Altri due punti di PIL verrebbero dai paesi turcofoni del Caucaso e dell’Asia ( Turkmenistan, Kirghisistan, Belucistan ecc) dove l’influenza turca è determinante ma i prodotti inadeguati.

Se non lo si vuol ( o può) fare in nome dell’Europa, lo si faccia in nome della tradizione Mediterranea dell’Italia e delle Repubbliche marinare e si interceda con la UE come facemmo con l’OLP a suo tempo.

Anche mediare politicamente tra Turchia e USA e tra Turchia e Germania, in questo periodo storico, possiamo farlo solo noi anche per i legami sviluppati con la Palestina nell’ultimo trentennio e che ci accomunano.

L’interesse nazionale,  la nostra posizione geografica e una tradizione secolare, chiedono a noi di agire per primi e i legami tra Francia e Arabia Saudita potrebbero essere il nostro vantaggio politico da giocare.

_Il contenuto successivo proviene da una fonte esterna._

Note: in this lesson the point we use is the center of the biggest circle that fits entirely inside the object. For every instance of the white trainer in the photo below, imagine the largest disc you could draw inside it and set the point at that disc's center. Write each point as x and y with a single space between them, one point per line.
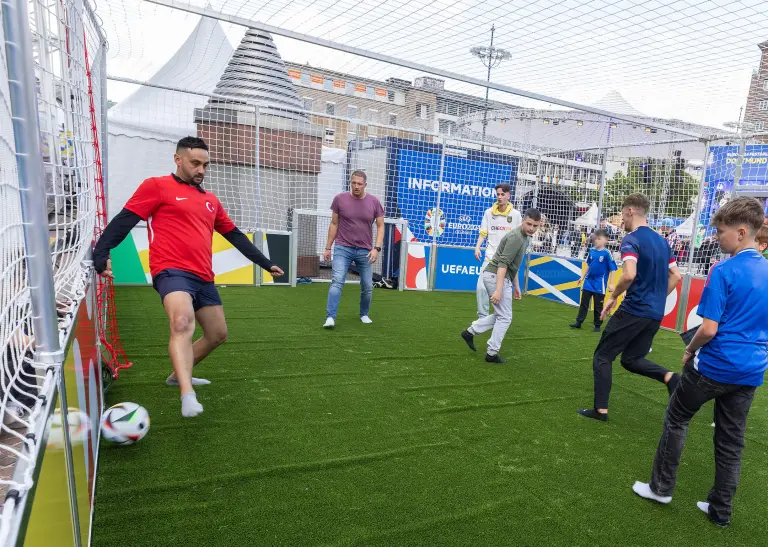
643 489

Possiamo monetizzare anche il fatto che gli abbiamo consegnato Abdullah Ocalan senza formalità giuridiche e “contra legem”.( non potevamo consegnarlo perché rischiava la pena di morte…) e questa è, al momento, la sola carta vincente che hanno nel dossier curdo.

Possiamo sviluppare assieme la Crimea, la Georgia e l’Azerbaijan, mandando avanti loro. Assieme potremmo mirare alla gestione della ricostruzione della Siria per cui gli USA e la Francia sono improponibili.

Un accordo di consultazione periodica Italo-Turco, in seno alla NATO, oltre a tranquillizzare gli alleati, detterebbe l’Agenda mediterranea e ci aiuterebbe con la Libia e con il Katar, dove la Turchia ha installato una guarnigione, ma può sfruttare economicamente il successo solo parzialmente.

Abbiamo sei mesi prima di essere battuti sul tempo.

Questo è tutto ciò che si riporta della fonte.